Alle meine Instinkte versagten. Ich stand dort wie gelähmt. Irgendwo in meinem Hinterkopf schrie Lumina mich an, aber es war zwecklos. Ich stand dort wie erstarrt. Ich fühlte mich nicht mehr groß. Ich war wieder das 10-jährige kleine Mädchen, was alles für ihren Vater tun würde, damit er sie doch endlich liebte. Damit die Schmerzen auch aufhörten.

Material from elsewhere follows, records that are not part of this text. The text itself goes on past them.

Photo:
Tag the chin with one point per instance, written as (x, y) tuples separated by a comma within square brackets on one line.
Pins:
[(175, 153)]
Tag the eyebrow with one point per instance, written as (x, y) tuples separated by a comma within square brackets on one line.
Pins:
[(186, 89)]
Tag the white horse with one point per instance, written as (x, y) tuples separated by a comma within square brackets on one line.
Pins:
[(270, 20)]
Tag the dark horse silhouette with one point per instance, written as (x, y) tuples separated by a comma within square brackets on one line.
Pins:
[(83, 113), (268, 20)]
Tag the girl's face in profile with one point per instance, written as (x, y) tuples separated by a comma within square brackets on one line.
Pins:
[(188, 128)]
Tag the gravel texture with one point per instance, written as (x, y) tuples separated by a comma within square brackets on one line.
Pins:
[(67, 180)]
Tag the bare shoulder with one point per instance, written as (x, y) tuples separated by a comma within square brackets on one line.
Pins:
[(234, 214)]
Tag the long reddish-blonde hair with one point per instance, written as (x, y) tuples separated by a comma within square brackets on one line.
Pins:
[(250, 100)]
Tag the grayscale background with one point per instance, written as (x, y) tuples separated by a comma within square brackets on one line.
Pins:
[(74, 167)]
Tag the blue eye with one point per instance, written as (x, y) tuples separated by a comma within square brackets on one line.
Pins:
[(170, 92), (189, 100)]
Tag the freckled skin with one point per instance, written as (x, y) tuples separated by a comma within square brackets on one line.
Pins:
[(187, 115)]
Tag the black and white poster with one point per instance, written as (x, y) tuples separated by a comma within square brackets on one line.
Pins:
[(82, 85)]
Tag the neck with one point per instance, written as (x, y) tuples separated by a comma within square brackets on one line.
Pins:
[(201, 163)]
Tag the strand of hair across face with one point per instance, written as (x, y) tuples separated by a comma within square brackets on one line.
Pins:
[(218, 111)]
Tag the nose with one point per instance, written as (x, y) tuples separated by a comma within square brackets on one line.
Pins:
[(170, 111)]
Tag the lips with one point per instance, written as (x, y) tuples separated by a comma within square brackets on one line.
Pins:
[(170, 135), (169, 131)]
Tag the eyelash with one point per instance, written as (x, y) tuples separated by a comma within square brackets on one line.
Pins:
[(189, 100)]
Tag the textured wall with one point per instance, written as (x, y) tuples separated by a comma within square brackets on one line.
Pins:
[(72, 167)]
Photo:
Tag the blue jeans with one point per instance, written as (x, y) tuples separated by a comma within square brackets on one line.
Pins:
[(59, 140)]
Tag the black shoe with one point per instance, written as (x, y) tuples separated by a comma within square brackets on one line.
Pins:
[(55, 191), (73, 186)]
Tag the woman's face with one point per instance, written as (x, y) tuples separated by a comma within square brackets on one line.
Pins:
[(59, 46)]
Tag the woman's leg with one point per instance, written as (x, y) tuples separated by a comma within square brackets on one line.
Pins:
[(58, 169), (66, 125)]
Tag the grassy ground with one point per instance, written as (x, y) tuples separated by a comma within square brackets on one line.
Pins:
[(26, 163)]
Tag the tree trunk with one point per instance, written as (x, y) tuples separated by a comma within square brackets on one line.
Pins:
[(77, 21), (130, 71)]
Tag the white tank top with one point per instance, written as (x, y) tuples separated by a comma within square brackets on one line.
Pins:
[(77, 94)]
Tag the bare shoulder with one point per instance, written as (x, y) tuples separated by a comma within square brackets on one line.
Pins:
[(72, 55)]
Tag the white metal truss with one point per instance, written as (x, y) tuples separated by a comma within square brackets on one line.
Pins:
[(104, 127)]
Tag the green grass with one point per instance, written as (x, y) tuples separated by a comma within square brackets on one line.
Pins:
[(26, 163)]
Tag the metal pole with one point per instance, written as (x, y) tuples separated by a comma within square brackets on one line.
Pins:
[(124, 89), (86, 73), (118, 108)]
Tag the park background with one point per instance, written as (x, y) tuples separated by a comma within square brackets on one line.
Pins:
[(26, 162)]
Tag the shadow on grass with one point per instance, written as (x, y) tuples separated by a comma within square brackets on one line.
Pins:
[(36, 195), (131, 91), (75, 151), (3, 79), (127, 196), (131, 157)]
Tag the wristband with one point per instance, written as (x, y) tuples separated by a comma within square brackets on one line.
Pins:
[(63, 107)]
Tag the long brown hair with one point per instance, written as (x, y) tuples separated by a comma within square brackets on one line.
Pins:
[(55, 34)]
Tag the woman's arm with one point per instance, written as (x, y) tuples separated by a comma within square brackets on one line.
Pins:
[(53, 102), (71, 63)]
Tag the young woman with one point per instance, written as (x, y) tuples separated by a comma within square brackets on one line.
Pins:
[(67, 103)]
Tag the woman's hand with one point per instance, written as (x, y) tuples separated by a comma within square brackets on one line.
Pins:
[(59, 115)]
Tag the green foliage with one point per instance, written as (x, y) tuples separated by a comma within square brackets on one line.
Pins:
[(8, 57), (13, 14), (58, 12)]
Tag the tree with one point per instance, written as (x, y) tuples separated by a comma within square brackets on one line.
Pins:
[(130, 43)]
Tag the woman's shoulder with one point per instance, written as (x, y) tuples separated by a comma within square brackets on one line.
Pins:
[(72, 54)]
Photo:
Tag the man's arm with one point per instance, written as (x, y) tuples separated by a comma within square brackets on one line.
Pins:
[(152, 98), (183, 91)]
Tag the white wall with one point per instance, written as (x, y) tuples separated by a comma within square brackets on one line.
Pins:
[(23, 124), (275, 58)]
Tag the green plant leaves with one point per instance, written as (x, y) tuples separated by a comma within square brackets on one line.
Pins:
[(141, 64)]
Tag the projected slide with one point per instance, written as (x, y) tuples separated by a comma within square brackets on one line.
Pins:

Ich hatte irgendwie die Kontrolle über meinen Körper wiedererlangt. Und ich tat das einzig logische, was mir in den Sinn kam. Flüchten. Gegen meinen Vater hatte ich keine Chance und das wusste ich auch. Ich drehte mich blitzschnell um und ergriff die Flucht. Aus dem Augenwinkel sah ich, wie Nero es mir gleich tat.
'Amy, was soll das? Diesen alten Knacker können wir doch leicht besiegen!', rief er mir in Gedanken zu. Ich schüttelte nur den Kopf und rannte weiter, als wäre der Teufel hinter mir her. Denn das war er auch. Ich hörte, dass er aufholte. Aber noch schneller rennen konnte ich nicht.
Lumina zitierte wieder die Inschrift der Tür. 'Bist du schnell, so lauf geschwind - denn der Schnellste nur gewinnt. Sehr gut Amy, hättet ihr gegen ihn gekämpft, hättet ihr verloren, aber das ist bestimmt der richtige Weg!', rief sie mir ermutigend zu.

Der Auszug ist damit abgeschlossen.